Genetic mapping, he said, could one day be used to diagnose patients and create specific treatments unique to their genetic make-up.

"Now the students … are going to have access and familiarity [with the equipment] when they graduate," he said.

Red River College president Paul Vogt said it's important to have the technology available to students, because genetic mapping will be widely used in the near future. (Trevor Brine/CBC)

The DNA sequencing machine will allow students to learn the technology and, because it's mobile, use it anywhere —whether it be in clinics, farms, remote communities or labs.

"It's about the size of a bread box, and it means it can go out into the field and be used in clinical practice much more widely," said Red River College president Paul Vogt.

"Having it here at the college is a great way to train our students on it, so when they graduate they can be the practitioners of that technology."

Taking the lab to the canola field

The Manitoba Canola Growers Association will also be using the technology for its Pest Surveillance Initiative, which tracks pests that impact farming.

Genome 360 helped create a mobile DNA lab, which can be taken directly to farms to harvest and test samples.

"Without knowing what is in the environment and monitoring how it may be changing, we can't be sure we are making the most economic decisions," said Pam Bailey, a canola farmer who also works with the pest initiative.

The vehicle that houses the portable lab allows genetic sequencing technology to be taken directly to places like farms where it can be used in the field. (Trevor Brine/CBC)

The mobile lab makes that easier, said Genome Prairie's Potter.

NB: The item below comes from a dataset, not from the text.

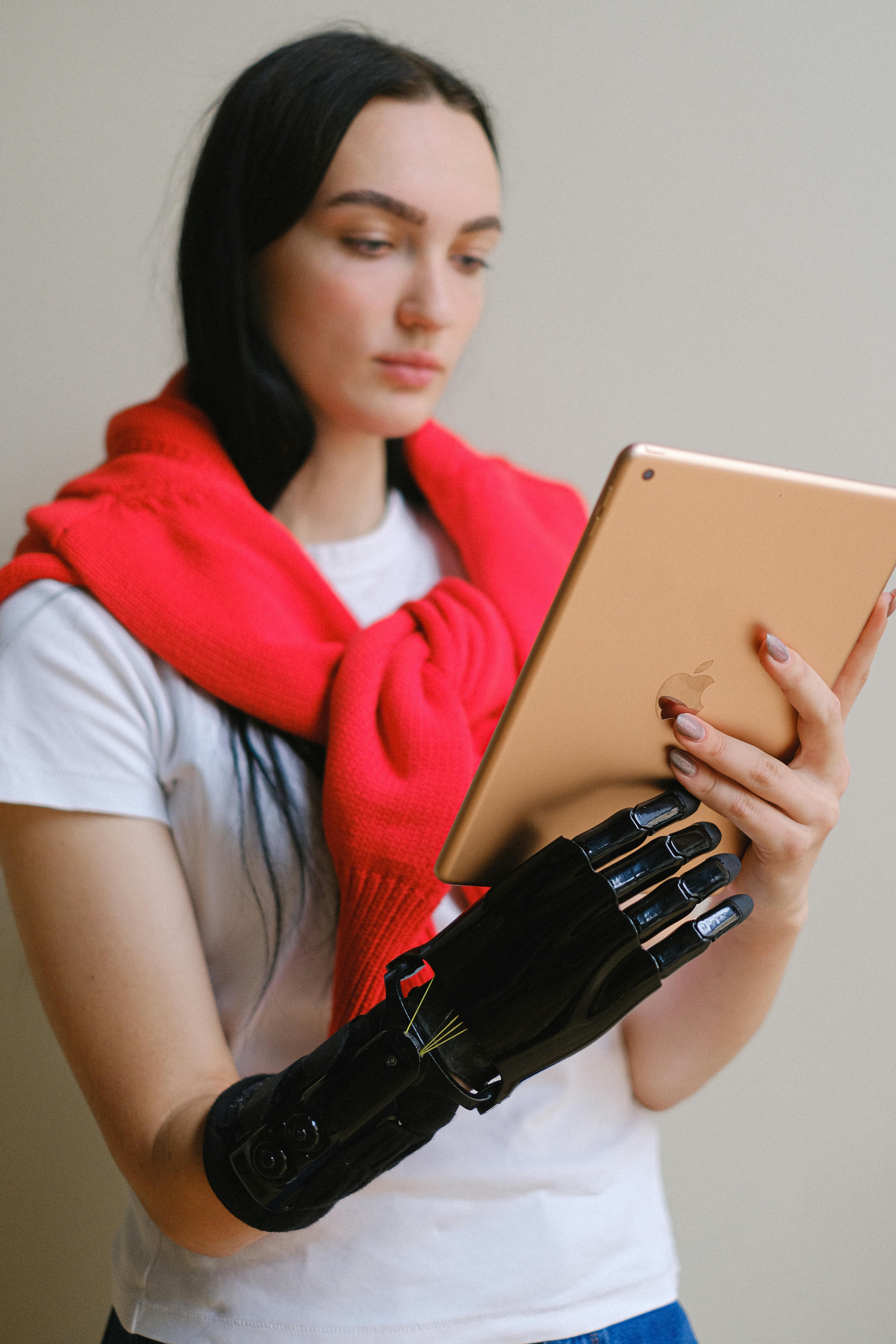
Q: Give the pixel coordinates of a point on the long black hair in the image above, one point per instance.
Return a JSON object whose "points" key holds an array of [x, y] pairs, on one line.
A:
{"points": [[268, 150]]}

"Instead of having to take samples in the field, bring them back into the lab and do [testing] there, and then take the information back to the farmers, you'll actually be able to take the lab to the farmer," he said.

The hope is that by studying the genetic makeup of canola, as well as the DNA of weeds and insects in the environment, farmers can develop new products and techniques for fighting pests and weeds.

Small, portable, and easy to use

The $29,000 genetic sequencer, called the iSeq100, uses the same technology as home DNA kits, Potter said, calling it the Keurig of the DNA world.

"It's about as user-friendly as [the] equipment gets," he said.

"It's really bringing the power of genomics to the people, making people understand that this is nothing to be afraid of, and to embrace the information that genomics can provide."

The iSeq100 System, a portable genetic sequencing machine, will now be used by students at Red River College. (Trevor Brine/CBC)

The college hopes to have students using the device by summer.

"If you fast forward five, 10 years, there will be hundreds of these in use in the province," said Vogt.

"The important thing, of course, is as we introduce the technology, we have to train people to use it."


  • An earlier version of this story said that Red River College will become the first educational facility in Western Canada to have a next generation sequencing, or NGS, device. In fact, the college is among the first in Western Canada to have the technology.